› Ilídio Morgado
Esta é a história de uma mulher, uma mulher portuguesa. Poderia ser a história de muitas, mas cada história é singular, única, irrepetível.
Nos seus olhos traz a luz da região do Douro, das serras que calcorreava em pequena. No sorriso o brilho intenso dos seus sonhos.
Nasceu a 29 de dezembro de um ano entre 1970 e 1980, não se pergunta a idade a uma senhora, na aldeia de Vale de Paus, concelho de Resende, distrito de Viseu. Com o cheiro do Douro e das cerejas, dos montes e vales que a viram nascer.
De uma família modesta, 5 irmãos, maioria esmagadora de mulheres, quatro para um, a segunda de entre elas, tem a determinação duriense nas veias, a garra de quem se habituou a lutar desde muito cedo. De carácter forte, emana um jeito confiante de agir que enfrenta o mundo com a certeza de poder derrubar os obstáculos à sua felicidade.
De sua graça Sandra Maria Rodrigues Maria Mendes, é uma mulher portuguesa da qual contamos um pouco da sua história de mulher, de emigrante, de menina, mãe, amiga.
Sandra, conte-nos como tudo começou?
Nasci em Vale de Paus, aldeia pequena no concelho de Resende. Os meus pais além de cultivarem a terra tinham uma mercearia/café na qual todos ajudávamos. Eu sempre tive jeito para estar a vender e a brincar com os clientes, desde muito pequena comecei a ajudar o meu pai e gostava, falava muito e era uma maneira de ocupar o tempo, para mim talvez fosse uma brincadeira e sentia-me bem.
Fiz a escola perto de minha casa e tinha de andar alguns quilómetros para ir e vir todos os dias, adorava a escola. Quando fiz a 4ª classe o meu pai tirou-me da escola, fui trabalhar, outros tempos. Sinto um grande vazio porque era muito esperta e queria muito estudar, mas não podíamos desobedecer aos pais. A educação familiar era muito tradicional.
Se pudesse, e olhando hoje para trás, que gostaria de ter estudado?

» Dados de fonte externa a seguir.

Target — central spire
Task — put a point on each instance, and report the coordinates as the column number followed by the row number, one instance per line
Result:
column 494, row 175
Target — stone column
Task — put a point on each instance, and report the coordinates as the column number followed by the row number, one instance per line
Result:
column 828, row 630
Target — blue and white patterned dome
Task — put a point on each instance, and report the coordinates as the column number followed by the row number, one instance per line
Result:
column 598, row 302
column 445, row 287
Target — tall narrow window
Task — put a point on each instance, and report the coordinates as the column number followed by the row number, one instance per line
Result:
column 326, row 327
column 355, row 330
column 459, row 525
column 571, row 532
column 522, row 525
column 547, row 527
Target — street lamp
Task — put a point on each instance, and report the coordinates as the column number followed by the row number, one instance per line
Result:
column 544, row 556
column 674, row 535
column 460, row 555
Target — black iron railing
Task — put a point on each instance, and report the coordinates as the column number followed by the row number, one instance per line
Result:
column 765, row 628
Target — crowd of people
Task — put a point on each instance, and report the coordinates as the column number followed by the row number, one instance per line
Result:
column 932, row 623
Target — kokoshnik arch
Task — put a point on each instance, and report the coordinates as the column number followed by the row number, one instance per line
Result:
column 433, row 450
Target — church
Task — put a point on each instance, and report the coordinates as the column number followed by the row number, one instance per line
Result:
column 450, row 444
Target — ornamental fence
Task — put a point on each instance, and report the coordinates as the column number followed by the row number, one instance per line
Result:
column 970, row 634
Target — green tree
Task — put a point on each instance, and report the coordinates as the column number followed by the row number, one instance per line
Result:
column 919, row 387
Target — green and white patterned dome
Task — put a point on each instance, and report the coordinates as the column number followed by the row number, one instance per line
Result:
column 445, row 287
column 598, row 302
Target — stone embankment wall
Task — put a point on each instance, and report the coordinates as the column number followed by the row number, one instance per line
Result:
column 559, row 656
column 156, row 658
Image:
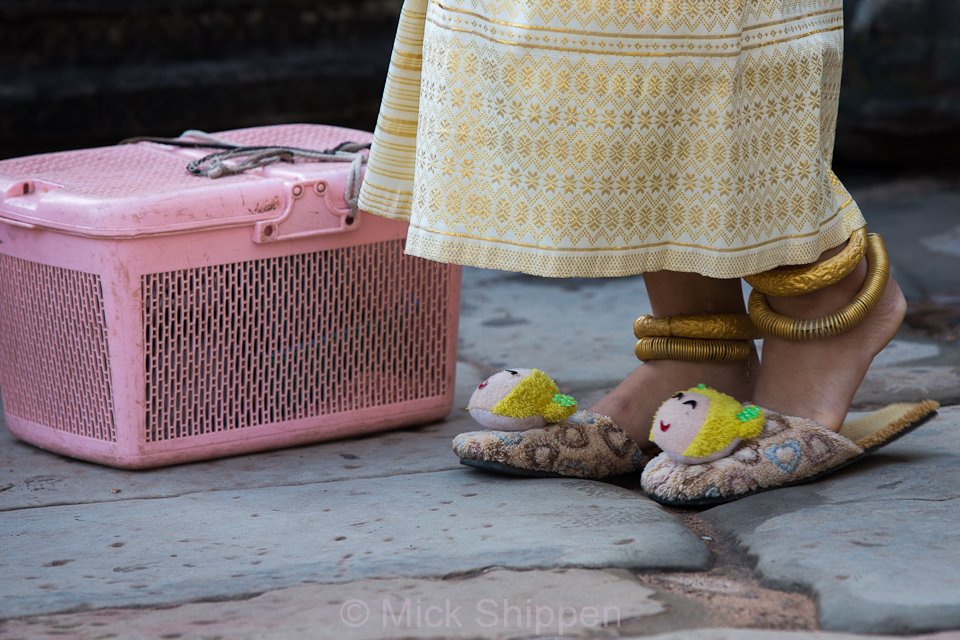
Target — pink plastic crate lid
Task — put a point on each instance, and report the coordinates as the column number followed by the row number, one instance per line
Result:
column 144, row 189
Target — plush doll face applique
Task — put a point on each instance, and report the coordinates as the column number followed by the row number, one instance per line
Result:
column 678, row 421
column 519, row 399
column 701, row 424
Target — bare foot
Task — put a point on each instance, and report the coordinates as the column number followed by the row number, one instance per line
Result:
column 634, row 401
column 817, row 379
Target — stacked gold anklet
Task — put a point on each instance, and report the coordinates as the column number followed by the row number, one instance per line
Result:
column 795, row 281
column 812, row 279
column 715, row 338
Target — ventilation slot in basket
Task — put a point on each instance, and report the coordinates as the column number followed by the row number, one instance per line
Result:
column 280, row 339
column 55, row 367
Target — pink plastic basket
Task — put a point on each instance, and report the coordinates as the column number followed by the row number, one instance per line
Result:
column 150, row 317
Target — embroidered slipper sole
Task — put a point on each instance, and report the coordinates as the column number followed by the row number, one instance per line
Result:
column 862, row 436
column 588, row 446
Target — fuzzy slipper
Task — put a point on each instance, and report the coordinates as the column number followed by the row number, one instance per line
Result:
column 788, row 451
column 586, row 445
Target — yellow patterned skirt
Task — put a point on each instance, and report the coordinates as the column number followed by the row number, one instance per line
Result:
column 613, row 137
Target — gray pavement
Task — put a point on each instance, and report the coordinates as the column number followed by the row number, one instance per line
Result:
column 387, row 536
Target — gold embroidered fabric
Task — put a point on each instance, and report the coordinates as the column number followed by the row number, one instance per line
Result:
column 613, row 137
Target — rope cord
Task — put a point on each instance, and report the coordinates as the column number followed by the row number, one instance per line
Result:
column 245, row 157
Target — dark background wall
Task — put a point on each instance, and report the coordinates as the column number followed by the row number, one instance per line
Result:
column 87, row 72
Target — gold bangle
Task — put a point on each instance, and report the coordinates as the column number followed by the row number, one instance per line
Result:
column 849, row 316
column 795, row 281
column 721, row 326
column 692, row 349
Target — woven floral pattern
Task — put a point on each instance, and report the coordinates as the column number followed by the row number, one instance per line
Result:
column 607, row 137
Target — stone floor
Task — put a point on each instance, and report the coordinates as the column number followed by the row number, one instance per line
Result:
column 387, row 536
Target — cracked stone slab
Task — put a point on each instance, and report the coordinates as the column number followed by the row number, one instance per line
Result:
column 30, row 477
column 498, row 604
column 877, row 543
column 779, row 634
column 884, row 385
column 515, row 320
column 900, row 351
column 219, row 544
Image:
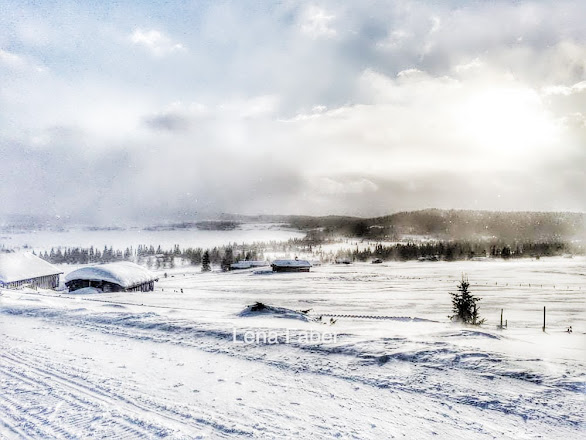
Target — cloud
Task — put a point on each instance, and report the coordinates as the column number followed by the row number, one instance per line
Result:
column 300, row 107
column 156, row 42
column 316, row 22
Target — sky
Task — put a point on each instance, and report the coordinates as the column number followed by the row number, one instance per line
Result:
column 173, row 110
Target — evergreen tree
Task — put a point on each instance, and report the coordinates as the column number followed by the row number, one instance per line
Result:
column 205, row 262
column 464, row 304
column 228, row 259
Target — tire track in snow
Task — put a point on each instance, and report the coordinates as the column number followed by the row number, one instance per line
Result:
column 132, row 417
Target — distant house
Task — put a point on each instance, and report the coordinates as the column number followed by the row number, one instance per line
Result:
column 291, row 265
column 24, row 269
column 122, row 276
column 247, row 264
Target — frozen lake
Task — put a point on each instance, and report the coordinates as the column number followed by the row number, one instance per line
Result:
column 164, row 363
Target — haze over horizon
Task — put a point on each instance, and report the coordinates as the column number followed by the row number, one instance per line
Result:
column 125, row 111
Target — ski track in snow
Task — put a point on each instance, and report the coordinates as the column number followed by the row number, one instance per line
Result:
column 454, row 374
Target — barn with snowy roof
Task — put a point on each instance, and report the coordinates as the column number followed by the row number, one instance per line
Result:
column 122, row 276
column 295, row 265
column 24, row 269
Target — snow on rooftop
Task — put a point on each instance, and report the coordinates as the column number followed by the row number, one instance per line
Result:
column 123, row 273
column 19, row 266
column 248, row 264
column 291, row 263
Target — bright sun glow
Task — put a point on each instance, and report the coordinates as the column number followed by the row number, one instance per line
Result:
column 507, row 120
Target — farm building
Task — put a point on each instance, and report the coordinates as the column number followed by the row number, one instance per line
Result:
column 247, row 264
column 291, row 265
column 23, row 269
column 122, row 276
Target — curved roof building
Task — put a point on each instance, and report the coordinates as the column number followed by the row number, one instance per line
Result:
column 122, row 276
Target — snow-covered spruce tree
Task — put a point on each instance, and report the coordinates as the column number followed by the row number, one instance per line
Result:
column 228, row 259
column 205, row 262
column 464, row 304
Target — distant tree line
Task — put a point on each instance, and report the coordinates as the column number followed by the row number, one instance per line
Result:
column 153, row 257
column 456, row 250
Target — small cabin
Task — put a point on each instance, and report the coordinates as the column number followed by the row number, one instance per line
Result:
column 247, row 264
column 24, row 269
column 122, row 276
column 291, row 265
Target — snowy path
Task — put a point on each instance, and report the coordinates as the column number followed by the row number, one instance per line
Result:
column 164, row 365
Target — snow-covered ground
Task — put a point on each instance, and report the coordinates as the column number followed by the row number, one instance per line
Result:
column 165, row 364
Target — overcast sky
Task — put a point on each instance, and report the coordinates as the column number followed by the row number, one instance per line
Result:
column 130, row 110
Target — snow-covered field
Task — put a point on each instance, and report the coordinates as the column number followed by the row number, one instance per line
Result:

Gostava de ter conseguido ser psicóloga, era e é uma área que me interessa e cativa. Com a vida nunca mais se proporcionou e ficou-me este amargo. Talvez quando me reformar(risos).

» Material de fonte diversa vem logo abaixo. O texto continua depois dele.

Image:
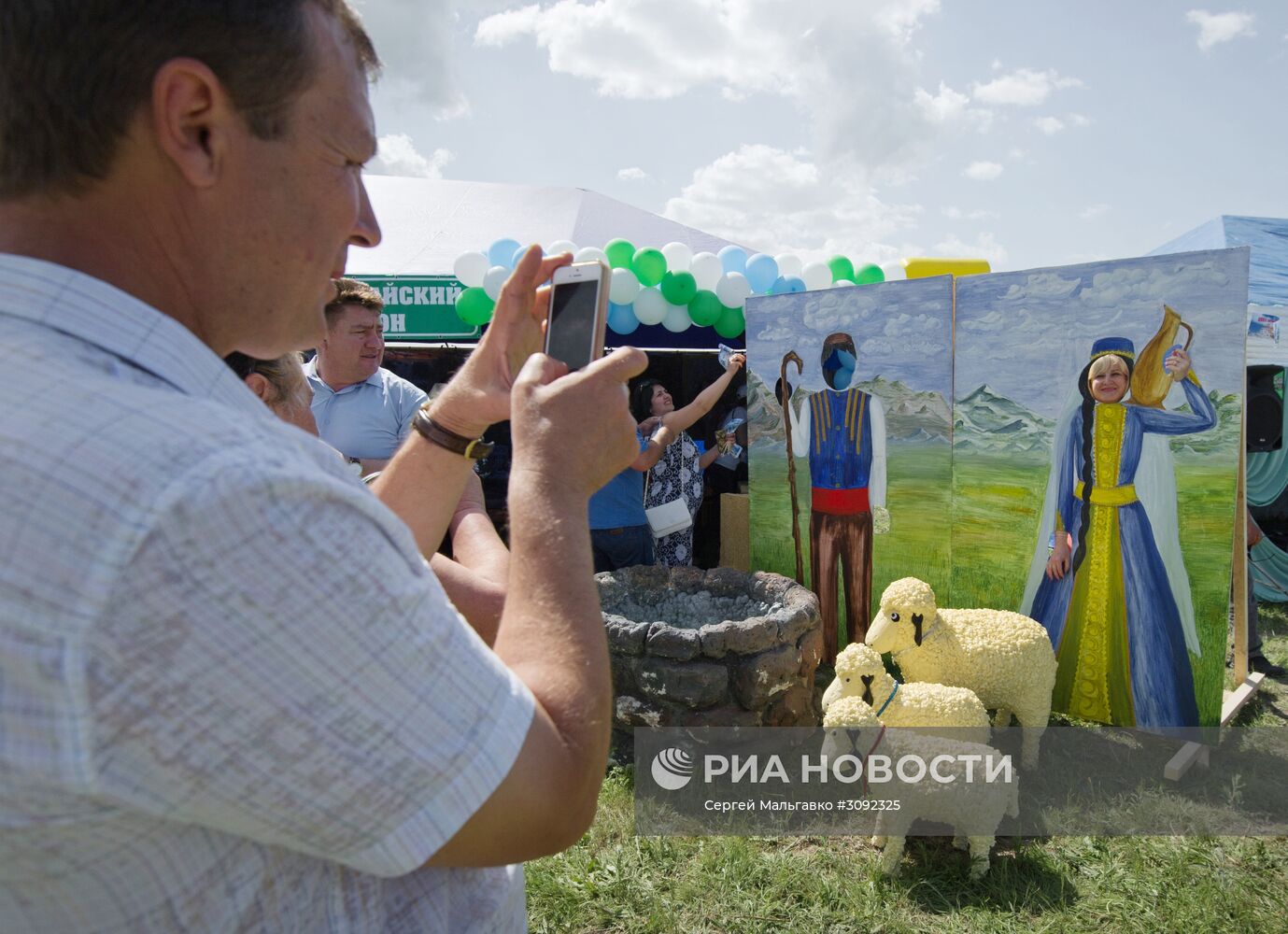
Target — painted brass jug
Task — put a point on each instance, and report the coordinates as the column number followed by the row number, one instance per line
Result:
column 1149, row 380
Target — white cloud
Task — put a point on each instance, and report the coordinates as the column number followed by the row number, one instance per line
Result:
column 785, row 201
column 415, row 43
column 1023, row 88
column 950, row 106
column 983, row 170
column 1220, row 27
column 983, row 248
column 397, row 155
column 955, row 213
column 777, row 333
column 848, row 67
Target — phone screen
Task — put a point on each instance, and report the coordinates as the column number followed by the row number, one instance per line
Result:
column 572, row 322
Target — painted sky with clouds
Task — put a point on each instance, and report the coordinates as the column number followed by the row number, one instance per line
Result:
column 901, row 332
column 1028, row 132
column 1028, row 333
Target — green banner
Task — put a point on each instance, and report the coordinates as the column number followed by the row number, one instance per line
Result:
column 421, row 308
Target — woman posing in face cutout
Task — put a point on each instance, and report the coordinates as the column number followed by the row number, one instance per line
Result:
column 679, row 472
column 1105, row 598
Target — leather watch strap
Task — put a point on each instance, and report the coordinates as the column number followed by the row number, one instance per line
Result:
column 474, row 448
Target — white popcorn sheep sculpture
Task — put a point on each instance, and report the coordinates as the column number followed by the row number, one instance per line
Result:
column 859, row 672
column 1006, row 658
column 971, row 805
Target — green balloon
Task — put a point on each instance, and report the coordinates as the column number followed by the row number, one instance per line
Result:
column 730, row 322
column 705, row 308
column 679, row 288
column 648, row 265
column 869, row 272
column 619, row 253
column 474, row 306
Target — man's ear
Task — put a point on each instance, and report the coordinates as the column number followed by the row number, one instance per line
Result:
column 193, row 119
column 261, row 386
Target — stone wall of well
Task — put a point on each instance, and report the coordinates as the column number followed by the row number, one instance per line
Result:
column 734, row 672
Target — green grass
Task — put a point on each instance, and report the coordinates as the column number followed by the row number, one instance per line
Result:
column 616, row 882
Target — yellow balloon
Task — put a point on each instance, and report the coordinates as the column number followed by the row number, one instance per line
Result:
column 921, row 267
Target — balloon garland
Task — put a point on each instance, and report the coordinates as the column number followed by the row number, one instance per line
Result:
column 672, row 285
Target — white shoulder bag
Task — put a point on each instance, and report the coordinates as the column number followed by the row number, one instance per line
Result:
column 666, row 517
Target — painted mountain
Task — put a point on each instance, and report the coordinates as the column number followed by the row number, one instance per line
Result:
column 992, row 423
column 913, row 417
column 989, row 421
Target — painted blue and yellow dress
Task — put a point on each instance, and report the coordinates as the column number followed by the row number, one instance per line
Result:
column 1114, row 624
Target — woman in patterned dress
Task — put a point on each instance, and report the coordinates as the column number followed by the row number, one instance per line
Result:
column 679, row 472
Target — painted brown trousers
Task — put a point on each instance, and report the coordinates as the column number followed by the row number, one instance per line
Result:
column 845, row 540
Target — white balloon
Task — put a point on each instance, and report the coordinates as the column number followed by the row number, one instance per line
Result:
column 816, row 275
column 676, row 318
column 733, row 290
column 788, row 264
column 679, row 257
column 495, row 278
column 707, row 269
column 651, row 308
column 471, row 268
column 588, row 254
column 894, row 271
column 624, row 288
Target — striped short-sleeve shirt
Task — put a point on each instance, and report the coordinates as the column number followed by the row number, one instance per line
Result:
column 232, row 693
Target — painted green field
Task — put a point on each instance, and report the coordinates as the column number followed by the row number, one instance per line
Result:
column 917, row 498
column 996, row 502
column 988, row 506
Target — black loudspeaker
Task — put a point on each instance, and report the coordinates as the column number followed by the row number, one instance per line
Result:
column 1265, row 410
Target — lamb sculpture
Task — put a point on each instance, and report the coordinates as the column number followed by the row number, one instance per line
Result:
column 1006, row 658
column 859, row 672
column 962, row 799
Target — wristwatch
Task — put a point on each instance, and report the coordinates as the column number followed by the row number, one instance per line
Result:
column 474, row 448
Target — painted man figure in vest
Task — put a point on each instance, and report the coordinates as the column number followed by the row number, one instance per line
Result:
column 842, row 430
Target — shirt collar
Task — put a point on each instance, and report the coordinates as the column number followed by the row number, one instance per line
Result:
column 104, row 316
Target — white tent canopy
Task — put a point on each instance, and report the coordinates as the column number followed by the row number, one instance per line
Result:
column 428, row 223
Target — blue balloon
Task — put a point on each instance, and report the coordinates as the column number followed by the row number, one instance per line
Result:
column 622, row 318
column 761, row 272
column 733, row 258
column 502, row 253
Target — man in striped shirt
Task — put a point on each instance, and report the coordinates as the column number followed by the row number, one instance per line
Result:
column 232, row 693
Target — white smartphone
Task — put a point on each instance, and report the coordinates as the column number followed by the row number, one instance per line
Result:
column 578, row 313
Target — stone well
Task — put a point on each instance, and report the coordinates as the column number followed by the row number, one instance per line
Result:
column 710, row 648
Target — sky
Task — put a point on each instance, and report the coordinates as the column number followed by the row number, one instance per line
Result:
column 1056, row 315
column 1029, row 133
column 901, row 332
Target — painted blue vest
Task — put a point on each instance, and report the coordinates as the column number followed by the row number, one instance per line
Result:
column 840, row 440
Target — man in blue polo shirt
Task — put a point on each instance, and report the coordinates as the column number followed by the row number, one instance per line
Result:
column 362, row 410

Nunca é tarde. Na sua região era recorrente as crianças irem trabalhar cedo, além da mercearia também começou cedo?
Se comecei! Com 7 anos fui trabalhar para a vinhas. Eu queria ganhar dinheiro, espírito de merceeira, e convenci os meus pais a me deixarem ir trabalhar. Muito duro para uma criança e mais para uma menina, mas não dei o braço a torcer e como pedi, fui e aguentei-me. Entretanto ajudava na mercearia e ia à escola. Além disso, em alguns fins de semana, íamos às festas das aldeias vizinhas vender produtos. Também era feirante (risos). O meu pai dava-me a responsabilidade das contas e era muito boa nisso, tomei o gosto a ganhar dinheiro.

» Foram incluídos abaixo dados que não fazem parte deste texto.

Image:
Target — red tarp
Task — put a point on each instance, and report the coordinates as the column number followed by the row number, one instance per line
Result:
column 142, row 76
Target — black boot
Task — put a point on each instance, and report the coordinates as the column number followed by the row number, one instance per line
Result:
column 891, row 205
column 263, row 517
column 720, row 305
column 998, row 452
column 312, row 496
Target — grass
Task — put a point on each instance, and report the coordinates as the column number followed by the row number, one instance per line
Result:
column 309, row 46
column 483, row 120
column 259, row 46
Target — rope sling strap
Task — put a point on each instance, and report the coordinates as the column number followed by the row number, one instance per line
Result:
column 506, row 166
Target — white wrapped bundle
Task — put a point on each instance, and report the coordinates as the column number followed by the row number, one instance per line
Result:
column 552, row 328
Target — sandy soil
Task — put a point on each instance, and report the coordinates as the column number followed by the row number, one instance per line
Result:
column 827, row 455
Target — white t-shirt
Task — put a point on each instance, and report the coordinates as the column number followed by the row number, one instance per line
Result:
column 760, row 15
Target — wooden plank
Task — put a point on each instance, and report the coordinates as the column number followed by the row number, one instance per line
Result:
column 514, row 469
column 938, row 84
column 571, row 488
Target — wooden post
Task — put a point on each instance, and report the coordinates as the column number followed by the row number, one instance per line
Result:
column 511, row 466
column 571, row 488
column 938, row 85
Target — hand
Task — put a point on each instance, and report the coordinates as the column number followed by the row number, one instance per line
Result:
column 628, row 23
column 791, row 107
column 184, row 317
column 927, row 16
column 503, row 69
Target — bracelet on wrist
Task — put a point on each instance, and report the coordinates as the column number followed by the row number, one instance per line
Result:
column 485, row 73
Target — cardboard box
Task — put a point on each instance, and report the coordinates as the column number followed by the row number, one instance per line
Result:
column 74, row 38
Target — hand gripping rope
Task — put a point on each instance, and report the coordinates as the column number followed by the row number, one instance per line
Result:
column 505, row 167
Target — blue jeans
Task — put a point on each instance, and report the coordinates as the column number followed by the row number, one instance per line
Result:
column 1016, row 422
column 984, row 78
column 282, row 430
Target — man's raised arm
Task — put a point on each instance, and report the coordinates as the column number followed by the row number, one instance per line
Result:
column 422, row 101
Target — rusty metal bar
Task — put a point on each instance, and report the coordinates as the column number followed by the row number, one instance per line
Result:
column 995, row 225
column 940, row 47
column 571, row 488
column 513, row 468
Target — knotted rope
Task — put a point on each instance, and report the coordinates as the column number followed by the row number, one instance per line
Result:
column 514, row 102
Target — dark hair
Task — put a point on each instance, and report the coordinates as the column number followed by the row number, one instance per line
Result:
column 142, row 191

Enfrentar o mundo com a certeza de poder vencer, é uma característica atribuída às mulheres do Norte.
Nunca virei a cara às adversidades e sempre lutei pelo que quero, se for preciso derrubo o que se atravessar no meu caminho(risos). Sou determinada e focada em ter a minha independência.
Infância a recordar?
Sim. Tinha as minhas irmãs, tomávamos conta umas das outras, mais tarde chegou o meu irmão e as raparigas tomavam conta dele. Tínhamos o campo, as nossas brincadeiras eram feitas entre árvores e animais. Os meus pais eram austeros e precisávamos de ter uma cumplicidade para nos ajudarmos.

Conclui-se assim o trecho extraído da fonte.